Irma reprochait à Patrie son inconduite.
-'C'est du propre pour un noble comme vous!
- Irma, vous oubliez que je suis un marquis.
- Ouin, des marquis parels à vous, on é trouve tant qu'on veut au 'Tout-Quitte' pou enn' mastoque.'
Patrie prenait conscience de sa décrépitude.
Un jour il fut réduit à bazarder son clairon de gloire, précieux cadeau d'un pompier. Il dut se résigner à la moitié d'un trombone, puis à un cron (8) cor de chasse.
Puis un beau matin, il apparut sans instrument. Il était tout soucieux et bafouilla sans entrain son boniment. Il hésitait. Puis, timidement, il sortit de la poche de son gilet l'embouchure du cornet d'un ouvrier de la gare. D'un air confus il approcha de ses lèvres l'informe 'tutte' et en sortit un couic si grotesque qu'il déclencha le fou-rire de ses concitoyens.
De sa sonnerie brillante à ce hoquet criard, quelle déchéance!
Patrie sentit tout le ridicule qui l'atteignait. Son vieux prestige venait de s'effondrer. Il vécut encore quelques temps, presque oublié, traînant par les rues le vague fantôme de son passé.
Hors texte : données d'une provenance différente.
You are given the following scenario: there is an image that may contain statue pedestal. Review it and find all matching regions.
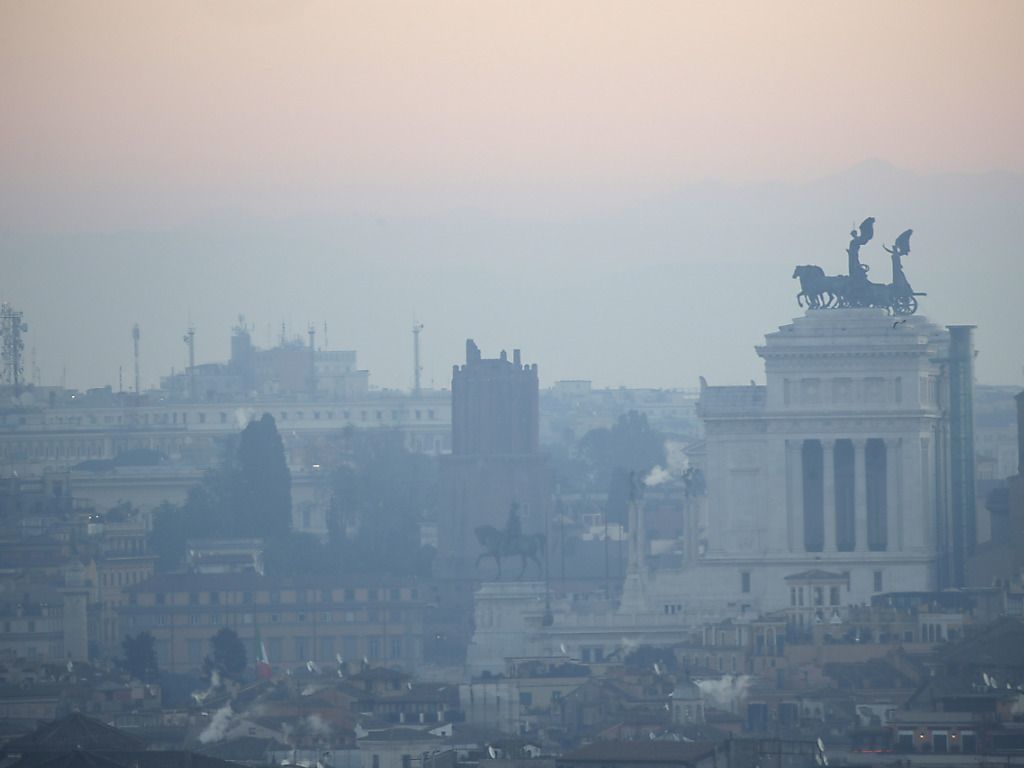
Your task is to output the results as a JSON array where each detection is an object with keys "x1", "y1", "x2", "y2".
[{"x1": 466, "y1": 582, "x2": 545, "y2": 677}]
Et, par un jour gris d'automne, les cloches se sont mises à sonner doucement. Pas très souvent, pas très longtemps.
Plus jamais on n'entendit l'appel joyeux qu'on répétait dans les maisons. Plus jamais on ne vit la vieille brouette où brimballaient des peaux de lapins.
(1) Ochaux : os.
(2) Ballotil : bonnetier.
(3) Catiau : château
(4) Champêtre des crètes : garde rural
(5) Rois brousseus : rois à la face barbouillée.
(6) Fèves de Rome : haricots.
(7) Cendrinette : bonnet.
(8) Cron : de travers, mal fichu.
EXTRAIT DE : 'CONTES ET LEGENDES DU PAYS D'ATH' - DURENDAL - FLORIMONT-BRUNEAU.